Le prédateur sexuel de l’éprouvée, malgré ce qu’il a passé des nuits à abuser d’eller, réclame encore une part de sa rémunération. Pour justifier cela, il démontre qu’il a fourni à Linda une carte d’identité. Après tout, qui aurait embauché une sans-papiers burundaise, incapable de se défendre face à la police ? Parenthèse : ladite carte d’identité est fausse, quoiqu’ayant garanti le séjour à Nairobi pour Linda.
Aujourd’hui, la jeune fille travaille dur, d’abord pour rembourser ses « sauveurs-ravisseurs », ensuite pour apprendre le swahili sur le tas, un bouclier contre cette ville sans merci qui a volé son innocence. Chaque jour, elle lutte pour survivre, gérant les séquelles de sa quête d’un avenir meilleur, tout en résistant aux avances de ses pseudo bienfaiteurs qui menacent de la livrer à la police si elle refuse de coopérer.

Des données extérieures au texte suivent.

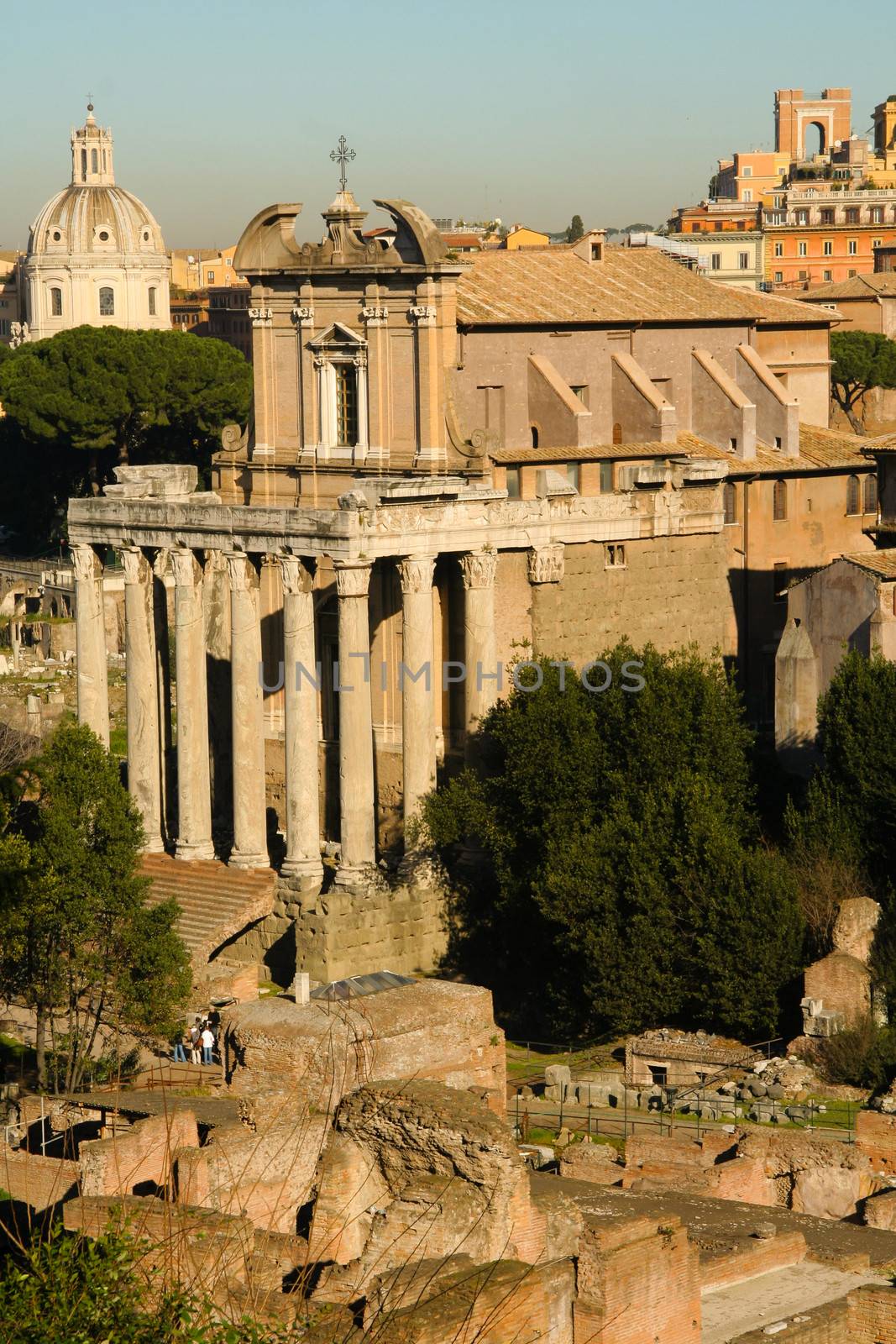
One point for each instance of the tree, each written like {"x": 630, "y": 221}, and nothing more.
{"x": 112, "y": 393}
{"x": 81, "y": 947}
{"x": 575, "y": 230}
{"x": 622, "y": 879}
{"x": 862, "y": 360}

L’EAC : protection ou illusion pour les jeunes burundais ?
Le cas de Linda, comme celui de milliers de jeunes burundais qui immigrent au Kenya, pourrait nous amener à nous interroger sur l’illusion du protocole de libre circulation des personnes au sein de la Communauté d’Afrique de l’Est (EAC), perçu comme une lueur d’espoir par beaucoup, mais dont la réalité est tout autre. Le Kenya, comme tout autre pays de la communauté, continue d’appliquer ses propres lois nationales, au détriment de cette organisation d’intégration dont il est pourtant membre fondateur.
Pour travailler légalement au Kenya, un citoyen burundais, comme tout autre étranger, doit impérativement avoir un permis de travail valide. Sans ce document, il est considéré comme clandestin et ne bénéficie d’aucune protection légale. Ainsi, la plupart des jeunes burundais qui émigrent vers le Kenya sans permis de travail s’exposent à des risques importants, comme l’arrestation et la détention, l’expulsion et l’exploitation.
Cette dernière forme est le sort de beaucoup de ces jeunes burundais. Les employeurs profitent de leur vulnérabilité pour les sous-payer, leur imposer des conditions de travail abusives ou même les faire travailler gratuitement. La menace de les dénoncer à la police est un moyen de pression constant pour les maintenir sous le joug.
Et si le gouvernement du Burundi approchait celui du Kenya pour alléger les exigences en ce qui concerne les travailleurs migrants ressortissants des deux pays ? Cela apaiserait le fardeau à ses enfants comme Linda qui, dans tout ça, ne cherchent qu’à gagner leur vie au seul prix de leur propre sueur et, cerise sur le gâteau, améliorer la situation économique de leurs familles respectives. En fait, c’est toute la nation qui a à y gagner.
PS : quoique le phénomène des jeunes burundais qui migrent à la recherche du travail dans les pays limitrophes ou de la sous-région reste d’actualité, cette histoire de Linda a été recueillie par notre rédaction, il y a près d’une année.
* : nom d’emprunt, utilisé dans le seul but de préserver la réputation de la victime.